The AP reported today that, “Greater investment, innovation and improved public-private partnerships are needed to meet the world’s growing demand for food, business and government leaders said at the World Food Prize symposium in the United States.
“The chief executives of DuPont and Archer Daniels Midland Co., two major players in international agriculture, and the agriculture secretary for the Netherlands spoke Wednesday, the first day of the conference in Des Moines.
“All three said demand for food worldwide would double by 2050, and agriculture must meet that demand by increasing production on land already in use.”
Ag Committee Regulatory Issues
House Agriculture Committee Chairman Collin Peterson (D-Minn.) appeared yesterday on the AgriTalk Radio program with Mike Adams.

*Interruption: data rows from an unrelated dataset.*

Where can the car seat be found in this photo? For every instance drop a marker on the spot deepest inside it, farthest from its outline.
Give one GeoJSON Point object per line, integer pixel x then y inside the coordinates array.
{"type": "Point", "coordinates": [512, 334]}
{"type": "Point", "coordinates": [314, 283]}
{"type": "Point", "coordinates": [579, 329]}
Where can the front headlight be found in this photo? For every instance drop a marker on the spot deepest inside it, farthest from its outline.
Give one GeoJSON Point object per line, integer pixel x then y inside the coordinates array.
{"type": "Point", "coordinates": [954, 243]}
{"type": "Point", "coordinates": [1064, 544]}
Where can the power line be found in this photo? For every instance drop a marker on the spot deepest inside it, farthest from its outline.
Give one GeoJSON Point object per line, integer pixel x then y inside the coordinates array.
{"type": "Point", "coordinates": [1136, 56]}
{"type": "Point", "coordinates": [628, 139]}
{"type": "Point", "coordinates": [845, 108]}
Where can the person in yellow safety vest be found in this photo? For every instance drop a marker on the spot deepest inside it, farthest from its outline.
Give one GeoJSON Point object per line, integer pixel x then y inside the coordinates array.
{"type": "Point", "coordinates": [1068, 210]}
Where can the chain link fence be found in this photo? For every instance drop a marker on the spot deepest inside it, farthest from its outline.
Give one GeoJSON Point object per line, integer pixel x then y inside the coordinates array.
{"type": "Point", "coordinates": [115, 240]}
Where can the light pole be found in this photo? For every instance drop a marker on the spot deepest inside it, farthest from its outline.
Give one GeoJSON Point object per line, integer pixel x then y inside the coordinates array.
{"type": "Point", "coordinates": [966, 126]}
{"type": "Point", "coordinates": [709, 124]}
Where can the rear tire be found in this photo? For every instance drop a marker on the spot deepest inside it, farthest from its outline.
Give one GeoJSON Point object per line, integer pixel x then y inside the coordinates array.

In part, the discussion between Chairman Peterson and Mike Adams focused on financial regulation under the jurisdiction of the Agriculture Committee.
To listen to this portion of the discussion from yesterday’s AgriTalk program, just click here (MP3-5:41).
Recall that Jim Snyder reported last week at The Hill Online that, “A ‘family feud’ between rival ethanol lobbies represents a ‘clear and present danger to the corn industry,’ according to an internal memo written by the president of a third trade association that represents corn farmers.”
DTN Political Correspondent Jerry Hagstrom reported yesterday (link requires subscription) that, “After a nasty exchange of messages among corn and ethanol groups, the National Corn Growers Association said late Tuesday that it will work closely with the Renewable Fuels Association and the American Coalition for Ethanol, but did not mention Growth Energy, the ethanol lobbying group headed by ethanol plant builder Jeff Broin and former U.S. Army General Wesley Clark.
“The messages have revealed that ethanol plant builder Jeff Broin and a handful of other ethanol leaders established Growth Energy in 2008 because they did not believe the NCGA and the RFA were lobbying hard enough for ethanol. Broin, Clark and Tom Buis, Growth Energy’s Washington lobbyist, are also making the case that they have defended the industry and are pursuing its goals more vigorously than the other groups in the last two years.
“NCGA, which lobbies for corn growers on a wide range of issues; RFA, which was founded in 1981 to make the case for ethanol; and Growth Energy have been at odds since Growth Energy was founded last year.”
Mr. Hagstrom indicated that, “Their battles became public on Oct. 2 when NCGA President Darrin Ihnen, a South Dakota farmer, sent Renewable Fuels and Growth Energy a memorandum stating that he was tired of the ‘friction and divergence in the ethanol industry’ and that the two groups needed to ‘reconcile immediately.’ Ihnen suggested that the two groups agree to binding arbitration, with NCGA as the facilitator.
“Last Friday, RFA and Growth Energy each sent NCGA a letter saying that all corn and ethanol groups should work together, but rejecting the binding arbitration proposal as impractical and legally impossible. RFA Chairman Chris Standlee emphasized that his group has a long history of working with NCGA and wants to continue it.
“Growth Energy’s Clark and Broin, in their reply to NCGA, said the founders of Growth Energy had spent ‘countless hours and significant dollars’ trying to unify the ethanol industry before deciding they needed their own group.”